Researchers led by a team that is part of the Penn State Center for Nanoscale Science (CNS) have developed a new form of heterostructure of layered two-dimensional (2D) materials that may enable quantum computing to overcome key barriers to its widespread application, according to an international team of researchers. “IBM, Google, and others are trying to make and scale up quantum computers based upon superconducting qubits,” said Jun Zhu, Penn State (go Nittany Lions!) professor of physics and corresponding author of the study. "How to minimize the negative effect of a classical environment, which causes error in the operation of a quantum computer, is a key problem in quantum computing.” A solution for this problem may be found in an exotic version of a qubit known as a topological qubit. “Qubits based on topological superconductors are expected to be protected by the topological aspect of the superconductivity and therefore more robust against the destructive effects of the environment,” Zhu said.

Our friends at Optica named Robert Boyd of the University of Ottawa (go Braves!) and the University of Rochester (go ‘Jackets!) as the 2023 Frederic Ives Medal/Jarus W. Quinn Prize recipient. Boyd is recognized for pioneering contributions to nonlinear optics, including slow light, quantum imaging, and the development of nanocomposite optical materials and metamaterials. “Bob Boyd is an internationally renowned leader in nonlinear optics whose work has led to critical advances across multiple areas of optics,” said Michal Lipson, Optica's 2023 President. “Congratulations on this well-deserved honor.”

The University of Arkansas (go Razorbacks!) inducted 19 new members — six in the class of 2020, seven in the class of 2021, and six in the class of 2022 – into the Arkansas Academy of Microelectronics-Photonics and Materials Science and Engineering. “One of the most significant outcomes of our annual meeting, other than inducting new members, is to gather feedback from our academy members that are diversely distributed in industry, academia, and federal labs across the nation,” said Matthew Leftwich, director of the graduate program in materials science and engineering. “One of the most noteworthy outcomes from the meeting was a collective and focused discussion regarding how the MSEN Graduate Program, its faculty, and students, the university, the state and ultimately our nation can benefit from upcoming CHIPS federal funding opportunities.”

Physicists have developed an innovative reflectionless “anti-laser” device with applications in photonics, according to Yale News. To analyze if it was possible to avoid reflection and to guide light into chosen output channels, the team combined a special type of controller called metasurface with a theoretical framework — also known as reflectionless scattering modes — that allows for the calculation of device designs which will not produce a reflection. “The answer was a resounding ‘yes,’” said Philipp del Hougne, a researcher at the Université de Rennes 1 and co-author of the study. “We demonstrated excellent performance in the function of separating two signals into different output ports, known as demultiplexing, with an error of one part in 10,000.”

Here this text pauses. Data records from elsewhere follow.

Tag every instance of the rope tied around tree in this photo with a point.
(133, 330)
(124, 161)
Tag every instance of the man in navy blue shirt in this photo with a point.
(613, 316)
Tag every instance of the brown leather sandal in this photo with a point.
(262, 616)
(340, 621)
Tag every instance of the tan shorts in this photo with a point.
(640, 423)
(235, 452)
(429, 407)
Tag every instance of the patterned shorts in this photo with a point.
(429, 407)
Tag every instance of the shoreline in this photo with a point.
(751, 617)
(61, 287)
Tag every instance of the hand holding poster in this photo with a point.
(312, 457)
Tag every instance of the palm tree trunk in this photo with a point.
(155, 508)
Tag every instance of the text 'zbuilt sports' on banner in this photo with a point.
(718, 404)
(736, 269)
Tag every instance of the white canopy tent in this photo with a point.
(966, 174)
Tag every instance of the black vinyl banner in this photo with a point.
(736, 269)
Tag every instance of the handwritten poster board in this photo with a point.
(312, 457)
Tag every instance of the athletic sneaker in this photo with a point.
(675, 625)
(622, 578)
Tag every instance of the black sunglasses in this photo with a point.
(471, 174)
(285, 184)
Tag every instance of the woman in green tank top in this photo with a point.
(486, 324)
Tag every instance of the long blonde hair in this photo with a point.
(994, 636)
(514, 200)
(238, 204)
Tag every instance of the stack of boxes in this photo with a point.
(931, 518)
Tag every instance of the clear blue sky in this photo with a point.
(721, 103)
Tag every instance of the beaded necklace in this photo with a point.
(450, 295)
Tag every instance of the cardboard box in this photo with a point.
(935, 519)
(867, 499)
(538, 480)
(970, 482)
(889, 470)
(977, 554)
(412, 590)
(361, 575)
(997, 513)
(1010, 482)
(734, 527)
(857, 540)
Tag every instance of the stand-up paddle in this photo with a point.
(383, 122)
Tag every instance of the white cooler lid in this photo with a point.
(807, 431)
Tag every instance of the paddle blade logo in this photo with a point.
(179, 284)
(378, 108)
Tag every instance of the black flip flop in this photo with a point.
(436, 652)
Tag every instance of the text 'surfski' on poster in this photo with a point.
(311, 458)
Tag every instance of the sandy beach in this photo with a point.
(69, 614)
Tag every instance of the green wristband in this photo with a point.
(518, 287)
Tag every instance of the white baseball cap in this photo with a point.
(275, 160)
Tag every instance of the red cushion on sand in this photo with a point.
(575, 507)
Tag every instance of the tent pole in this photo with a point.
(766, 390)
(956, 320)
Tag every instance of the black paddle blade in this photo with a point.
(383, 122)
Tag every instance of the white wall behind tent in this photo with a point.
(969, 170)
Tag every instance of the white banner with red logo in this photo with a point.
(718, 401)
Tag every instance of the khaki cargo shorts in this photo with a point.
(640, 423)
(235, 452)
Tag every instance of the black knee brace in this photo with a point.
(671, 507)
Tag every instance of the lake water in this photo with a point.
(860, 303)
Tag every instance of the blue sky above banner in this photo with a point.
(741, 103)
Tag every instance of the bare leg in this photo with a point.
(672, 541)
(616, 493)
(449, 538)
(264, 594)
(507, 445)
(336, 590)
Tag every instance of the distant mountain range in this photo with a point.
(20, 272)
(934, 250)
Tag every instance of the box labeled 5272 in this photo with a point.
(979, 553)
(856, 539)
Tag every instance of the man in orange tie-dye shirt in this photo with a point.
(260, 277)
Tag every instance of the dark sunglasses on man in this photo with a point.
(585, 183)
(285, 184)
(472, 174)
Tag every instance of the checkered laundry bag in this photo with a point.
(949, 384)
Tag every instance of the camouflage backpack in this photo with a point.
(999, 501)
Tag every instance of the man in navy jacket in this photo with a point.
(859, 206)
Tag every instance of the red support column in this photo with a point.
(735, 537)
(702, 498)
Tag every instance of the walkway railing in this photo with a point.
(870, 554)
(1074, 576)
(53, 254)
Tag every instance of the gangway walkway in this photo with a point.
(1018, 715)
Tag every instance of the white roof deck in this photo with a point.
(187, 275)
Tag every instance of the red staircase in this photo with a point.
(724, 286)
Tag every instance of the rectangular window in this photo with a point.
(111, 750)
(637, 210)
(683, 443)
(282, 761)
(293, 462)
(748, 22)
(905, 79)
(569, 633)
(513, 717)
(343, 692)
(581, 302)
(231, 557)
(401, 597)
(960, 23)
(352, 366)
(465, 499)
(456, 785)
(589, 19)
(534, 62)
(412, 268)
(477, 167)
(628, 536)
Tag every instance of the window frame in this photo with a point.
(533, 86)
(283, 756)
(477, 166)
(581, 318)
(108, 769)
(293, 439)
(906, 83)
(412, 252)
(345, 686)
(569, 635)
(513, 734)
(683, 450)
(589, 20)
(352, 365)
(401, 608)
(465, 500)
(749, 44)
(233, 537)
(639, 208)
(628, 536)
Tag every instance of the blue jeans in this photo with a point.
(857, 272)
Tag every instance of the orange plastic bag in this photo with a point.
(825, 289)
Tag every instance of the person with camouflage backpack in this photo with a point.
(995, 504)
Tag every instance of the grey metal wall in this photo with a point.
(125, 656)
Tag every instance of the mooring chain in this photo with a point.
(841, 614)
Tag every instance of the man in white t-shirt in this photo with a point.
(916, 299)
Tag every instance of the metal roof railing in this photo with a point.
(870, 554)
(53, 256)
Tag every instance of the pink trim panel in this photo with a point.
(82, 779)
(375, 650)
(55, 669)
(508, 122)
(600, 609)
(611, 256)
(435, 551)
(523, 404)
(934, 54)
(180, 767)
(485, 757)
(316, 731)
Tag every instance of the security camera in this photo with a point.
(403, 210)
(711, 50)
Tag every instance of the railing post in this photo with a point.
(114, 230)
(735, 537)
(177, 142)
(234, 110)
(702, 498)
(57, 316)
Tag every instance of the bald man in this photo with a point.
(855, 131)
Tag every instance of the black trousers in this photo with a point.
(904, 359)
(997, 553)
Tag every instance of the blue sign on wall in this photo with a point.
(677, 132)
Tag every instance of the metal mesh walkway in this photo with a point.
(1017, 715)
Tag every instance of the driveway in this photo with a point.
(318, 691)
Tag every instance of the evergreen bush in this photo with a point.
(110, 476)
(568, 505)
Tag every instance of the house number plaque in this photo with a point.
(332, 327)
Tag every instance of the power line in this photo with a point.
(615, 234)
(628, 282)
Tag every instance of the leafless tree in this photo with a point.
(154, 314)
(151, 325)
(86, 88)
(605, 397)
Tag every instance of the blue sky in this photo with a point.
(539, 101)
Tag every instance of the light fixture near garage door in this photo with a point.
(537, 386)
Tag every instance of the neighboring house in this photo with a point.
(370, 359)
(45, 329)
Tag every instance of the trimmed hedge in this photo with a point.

“Nearly a decade ago, state and federal leaders said photonics had the potential to change Rochester and New York State the way that Silicon Valley changed California,” notes WHEC. “Eight years after the announcement and a viewer writes: ‘What ever happened with the photonics lab in Rochester?’” WHEC reports the lab – AIM Photonics, short for the American Institute for Manufacturing Integrated Photonics – came about when the Department of Defense selected the Rochester area as the location for a Photonics Manufacturing Institute and an investment of hundreds of millions of federal dollars. Today, Tom Battley, executive director of Rochester Regional Photonics Cluster and New York Photonics said, “It was a big project, it still is a big project. It’s still very important for New York State, Rochester, and America. Are we silicon valley yet? No. But this industry is growing and we’re recognized for that around the world. Rochester should be proud of that.”